As gulls fly south to the coast our fourth harvest is gathered. It’s brought a difficult year to an end but, after all the weather has thrown at the vineyard over the last 6 months, there is a surprising sense of optimism… A 30 strong team has taken 5 days to pick, pack and deliver to the winery somewhere just short of 50 tonnes.

barbecued venison washed down with red wine from Rioja

The Pinot Meunier, which was the least affected in the vicious frosts at the end of April, produced the best yield. The Chardonnay was hit the worst in April so, even though renowned as a heavy cropper, it only produced about the same as the Pinot Noir, which also fared badly in the frosts.

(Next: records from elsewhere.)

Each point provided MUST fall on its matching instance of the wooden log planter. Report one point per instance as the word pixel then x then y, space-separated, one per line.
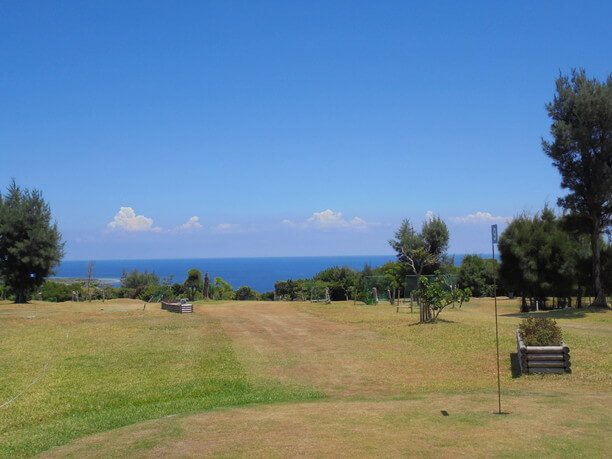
pixel 180 308
pixel 542 359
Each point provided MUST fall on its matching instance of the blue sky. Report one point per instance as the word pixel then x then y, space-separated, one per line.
pixel 285 128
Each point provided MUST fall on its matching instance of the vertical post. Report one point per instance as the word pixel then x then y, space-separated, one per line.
pixel 493 242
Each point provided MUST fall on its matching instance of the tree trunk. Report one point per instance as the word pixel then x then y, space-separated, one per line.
pixel 600 299
pixel 20 297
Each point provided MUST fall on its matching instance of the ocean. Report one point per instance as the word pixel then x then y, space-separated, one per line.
pixel 258 273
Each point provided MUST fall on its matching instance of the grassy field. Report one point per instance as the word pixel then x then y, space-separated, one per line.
pixel 278 379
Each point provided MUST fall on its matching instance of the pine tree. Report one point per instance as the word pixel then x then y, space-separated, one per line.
pixel 30 244
pixel 582 151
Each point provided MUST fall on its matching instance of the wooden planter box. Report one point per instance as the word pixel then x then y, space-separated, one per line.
pixel 180 308
pixel 542 359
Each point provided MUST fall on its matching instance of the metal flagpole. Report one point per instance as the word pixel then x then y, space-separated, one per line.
pixel 493 242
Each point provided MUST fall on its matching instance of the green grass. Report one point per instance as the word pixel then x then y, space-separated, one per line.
pixel 110 369
pixel 107 369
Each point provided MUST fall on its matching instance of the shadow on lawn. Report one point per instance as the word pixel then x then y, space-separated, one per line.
pixel 516 369
pixel 437 321
pixel 567 313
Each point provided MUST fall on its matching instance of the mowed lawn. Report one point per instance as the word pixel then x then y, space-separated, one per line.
pixel 277 379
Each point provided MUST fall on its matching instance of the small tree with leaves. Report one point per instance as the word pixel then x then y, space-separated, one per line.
pixel 206 286
pixel 421 251
pixel 193 283
pixel 30 244
pixel 437 294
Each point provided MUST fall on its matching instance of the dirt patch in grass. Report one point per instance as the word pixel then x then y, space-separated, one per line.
pixel 273 339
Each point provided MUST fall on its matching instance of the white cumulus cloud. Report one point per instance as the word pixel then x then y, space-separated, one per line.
pixel 127 220
pixel 191 224
pixel 328 219
pixel 481 217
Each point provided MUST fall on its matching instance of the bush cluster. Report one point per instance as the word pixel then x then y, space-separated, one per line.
pixel 539 331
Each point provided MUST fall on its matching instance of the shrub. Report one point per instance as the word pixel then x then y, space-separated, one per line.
pixel 246 293
pixel 539 331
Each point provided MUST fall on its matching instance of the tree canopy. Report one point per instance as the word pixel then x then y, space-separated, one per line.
pixel 581 149
pixel 30 244
pixel 194 282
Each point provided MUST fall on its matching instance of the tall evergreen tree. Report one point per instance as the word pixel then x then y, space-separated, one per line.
pixel 30 244
pixel 581 149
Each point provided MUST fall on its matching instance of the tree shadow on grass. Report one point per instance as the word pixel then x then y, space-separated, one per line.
pixel 516 369
pixel 567 313
pixel 438 321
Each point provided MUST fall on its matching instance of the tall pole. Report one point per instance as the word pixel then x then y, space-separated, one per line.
pixel 493 241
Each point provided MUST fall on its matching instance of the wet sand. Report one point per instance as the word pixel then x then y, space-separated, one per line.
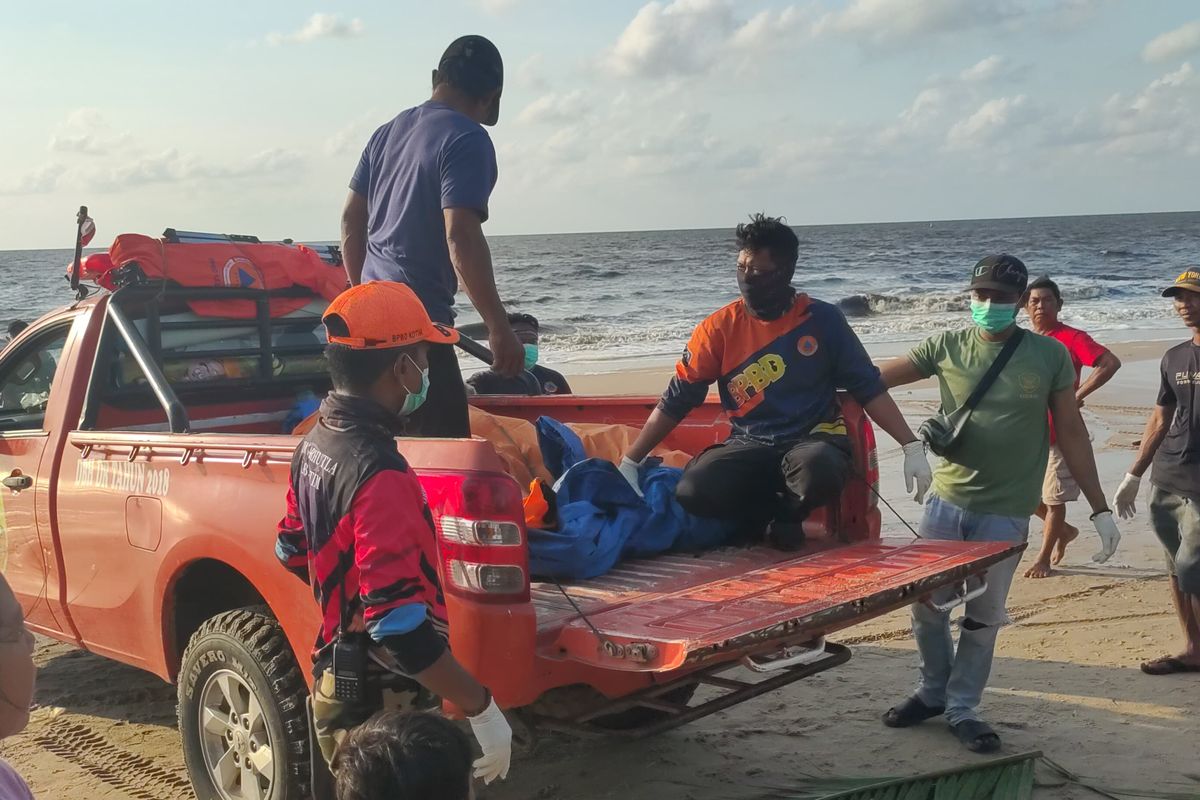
pixel 1066 680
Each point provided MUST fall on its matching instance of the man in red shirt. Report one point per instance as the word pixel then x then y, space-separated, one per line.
pixel 1043 304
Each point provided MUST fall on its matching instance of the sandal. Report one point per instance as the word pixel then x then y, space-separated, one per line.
pixel 910 713
pixel 1168 666
pixel 977 735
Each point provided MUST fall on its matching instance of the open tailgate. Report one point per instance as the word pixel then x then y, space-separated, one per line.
pixel 657 614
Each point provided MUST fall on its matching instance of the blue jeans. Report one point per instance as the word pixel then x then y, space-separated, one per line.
pixel 957 678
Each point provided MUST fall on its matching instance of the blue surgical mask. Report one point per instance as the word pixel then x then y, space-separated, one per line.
pixel 415 400
pixel 993 317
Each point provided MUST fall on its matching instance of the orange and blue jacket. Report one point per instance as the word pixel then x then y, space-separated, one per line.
pixel 778 379
pixel 359 530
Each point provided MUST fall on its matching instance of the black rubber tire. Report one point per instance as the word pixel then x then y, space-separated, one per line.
pixel 569 702
pixel 251 643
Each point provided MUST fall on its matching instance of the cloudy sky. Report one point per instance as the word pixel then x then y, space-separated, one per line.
pixel 249 116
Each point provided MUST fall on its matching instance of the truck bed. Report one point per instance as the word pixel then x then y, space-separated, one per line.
pixel 658 614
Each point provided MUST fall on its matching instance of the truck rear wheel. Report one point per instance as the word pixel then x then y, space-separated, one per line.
pixel 241 710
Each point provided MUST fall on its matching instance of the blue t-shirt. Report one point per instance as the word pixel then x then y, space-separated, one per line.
pixel 426 160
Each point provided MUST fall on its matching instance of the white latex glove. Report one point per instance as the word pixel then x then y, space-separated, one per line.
pixel 629 470
pixel 1127 495
pixel 495 738
pixel 916 470
pixel 1107 527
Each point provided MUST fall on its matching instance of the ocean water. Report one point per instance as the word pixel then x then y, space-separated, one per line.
pixel 637 295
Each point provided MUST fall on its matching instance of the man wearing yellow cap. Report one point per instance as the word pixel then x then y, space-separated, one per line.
pixel 1171 443
pixel 359 530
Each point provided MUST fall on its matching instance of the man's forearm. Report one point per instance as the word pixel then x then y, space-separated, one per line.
pixel 472 260
pixel 1103 373
pixel 886 414
pixel 1151 438
pixel 447 679
pixel 658 426
pixel 1077 452
pixel 354 252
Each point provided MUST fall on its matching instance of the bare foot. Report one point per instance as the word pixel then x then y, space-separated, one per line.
pixel 1069 534
pixel 1039 570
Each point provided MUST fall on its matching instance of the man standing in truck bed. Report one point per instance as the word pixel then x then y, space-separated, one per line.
pixel 358 528
pixel 415 212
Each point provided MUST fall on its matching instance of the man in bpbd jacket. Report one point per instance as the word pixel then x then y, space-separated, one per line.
pixel 778 359
pixel 359 530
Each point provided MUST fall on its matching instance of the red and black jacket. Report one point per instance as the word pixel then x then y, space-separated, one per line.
pixel 359 530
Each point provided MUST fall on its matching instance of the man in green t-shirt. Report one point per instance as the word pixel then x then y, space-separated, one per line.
pixel 990 483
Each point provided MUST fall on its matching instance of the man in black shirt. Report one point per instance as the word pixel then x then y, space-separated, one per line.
pixel 1171 443
pixel 534 379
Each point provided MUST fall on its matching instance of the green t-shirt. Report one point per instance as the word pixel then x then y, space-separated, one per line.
pixel 1001 458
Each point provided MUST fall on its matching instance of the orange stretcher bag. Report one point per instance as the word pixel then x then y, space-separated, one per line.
pixel 231 264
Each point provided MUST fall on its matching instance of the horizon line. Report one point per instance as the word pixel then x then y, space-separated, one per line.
pixel 652 230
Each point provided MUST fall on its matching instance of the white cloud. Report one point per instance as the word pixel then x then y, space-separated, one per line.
pixel 888 22
pixel 989 124
pixel 1182 41
pixel 353 137
pixel 679 37
pixel 989 68
pixel 555 108
pixel 767 29
pixel 39 181
pixel 687 37
pixel 171 166
pixel 319 25
pixel 1162 120
pixel 85 131
pixel 882 24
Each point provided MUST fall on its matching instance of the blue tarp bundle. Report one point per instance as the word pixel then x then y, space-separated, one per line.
pixel 601 519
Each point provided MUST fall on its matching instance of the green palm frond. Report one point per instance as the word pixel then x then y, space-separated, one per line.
pixel 1002 779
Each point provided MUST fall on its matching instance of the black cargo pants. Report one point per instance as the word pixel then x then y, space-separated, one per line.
pixel 757 483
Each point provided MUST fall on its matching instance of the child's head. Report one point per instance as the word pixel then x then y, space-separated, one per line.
pixel 405 756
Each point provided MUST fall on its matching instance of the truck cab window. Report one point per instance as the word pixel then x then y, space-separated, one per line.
pixel 25 379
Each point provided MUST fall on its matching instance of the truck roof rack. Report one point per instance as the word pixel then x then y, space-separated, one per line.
pixel 148 352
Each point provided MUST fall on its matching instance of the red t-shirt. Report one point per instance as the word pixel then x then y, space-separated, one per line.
pixel 1084 350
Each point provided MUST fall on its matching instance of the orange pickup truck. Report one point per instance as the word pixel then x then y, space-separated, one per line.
pixel 144 474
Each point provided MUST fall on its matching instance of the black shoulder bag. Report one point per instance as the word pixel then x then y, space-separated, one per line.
pixel 941 433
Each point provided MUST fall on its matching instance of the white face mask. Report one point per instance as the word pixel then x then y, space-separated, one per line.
pixel 415 400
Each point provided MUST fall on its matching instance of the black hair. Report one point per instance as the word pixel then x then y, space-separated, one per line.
pixel 527 319
pixel 1044 282
pixel 403 756
pixel 357 371
pixel 771 234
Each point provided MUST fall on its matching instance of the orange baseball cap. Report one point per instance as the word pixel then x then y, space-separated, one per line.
pixel 383 314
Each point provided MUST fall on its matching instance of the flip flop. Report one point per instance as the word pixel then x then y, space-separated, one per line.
pixel 1168 666
pixel 910 713
pixel 977 735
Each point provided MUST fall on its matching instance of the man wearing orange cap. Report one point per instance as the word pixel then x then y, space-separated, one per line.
pixel 359 530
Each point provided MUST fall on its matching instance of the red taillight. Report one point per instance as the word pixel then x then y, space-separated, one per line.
pixel 480 524
pixel 873 463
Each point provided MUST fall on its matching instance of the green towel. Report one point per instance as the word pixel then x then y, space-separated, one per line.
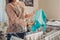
pixel 40 20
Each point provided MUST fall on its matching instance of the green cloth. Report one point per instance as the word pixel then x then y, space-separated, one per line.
pixel 40 20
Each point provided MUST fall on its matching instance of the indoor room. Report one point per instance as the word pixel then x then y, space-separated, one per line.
pixel 29 19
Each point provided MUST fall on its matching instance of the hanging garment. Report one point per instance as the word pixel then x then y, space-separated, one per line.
pixel 40 20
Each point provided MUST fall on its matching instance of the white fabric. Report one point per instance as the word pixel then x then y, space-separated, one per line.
pixel 34 36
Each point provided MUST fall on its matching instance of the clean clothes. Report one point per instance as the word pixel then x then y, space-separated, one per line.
pixel 40 20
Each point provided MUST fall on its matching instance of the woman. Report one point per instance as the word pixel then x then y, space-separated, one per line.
pixel 15 12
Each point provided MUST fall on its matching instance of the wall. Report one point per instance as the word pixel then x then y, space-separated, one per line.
pixel 3 15
pixel 51 7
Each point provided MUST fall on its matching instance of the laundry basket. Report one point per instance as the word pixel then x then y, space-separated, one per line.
pixel 15 38
pixel 34 36
pixel 54 35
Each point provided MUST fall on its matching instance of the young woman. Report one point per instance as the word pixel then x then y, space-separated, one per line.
pixel 15 12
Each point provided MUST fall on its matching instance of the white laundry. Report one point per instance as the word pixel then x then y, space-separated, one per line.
pixel 34 36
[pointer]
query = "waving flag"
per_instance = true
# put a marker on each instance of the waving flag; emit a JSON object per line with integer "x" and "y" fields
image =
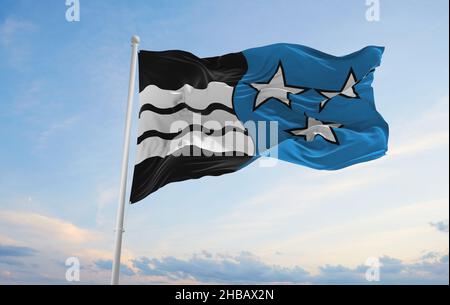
{"x": 195, "y": 112}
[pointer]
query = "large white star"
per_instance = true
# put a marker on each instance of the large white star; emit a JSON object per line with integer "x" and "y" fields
{"x": 317, "y": 128}
{"x": 276, "y": 88}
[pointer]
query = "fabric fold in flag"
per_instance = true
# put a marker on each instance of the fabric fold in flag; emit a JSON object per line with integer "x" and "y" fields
{"x": 195, "y": 112}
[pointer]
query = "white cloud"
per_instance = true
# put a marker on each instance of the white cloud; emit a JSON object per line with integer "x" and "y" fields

We have understood since April that our yields would be down but the upside was good ripeness - especially in a couple of the north blocks of Pinot Meunier. We left them a good bit longer as an experiment and, while the sugars didn't improve much since there isn't much photosynthesis going on at this time of year, the acidity levels dropped nicely - should be very good for the PINK.

At noon on the last day Rose and Barnaby appear with two enormous legs and two fillets of venison. This is fallow deer from the woods around the Grange and the meat has been marinading overnight in wine and garlic and thyme. The flavour-laden smoke from the two oil-drum barbecues makes everyone pick and stack the last few rows that little bit faster.

At three in the afternoon it is finished and the team falls on rolls stuffed with rare meat and crunchy coleslaw, a glass of warming Tempranillo washes the rolls down and then Lucy produces mountains of brownies.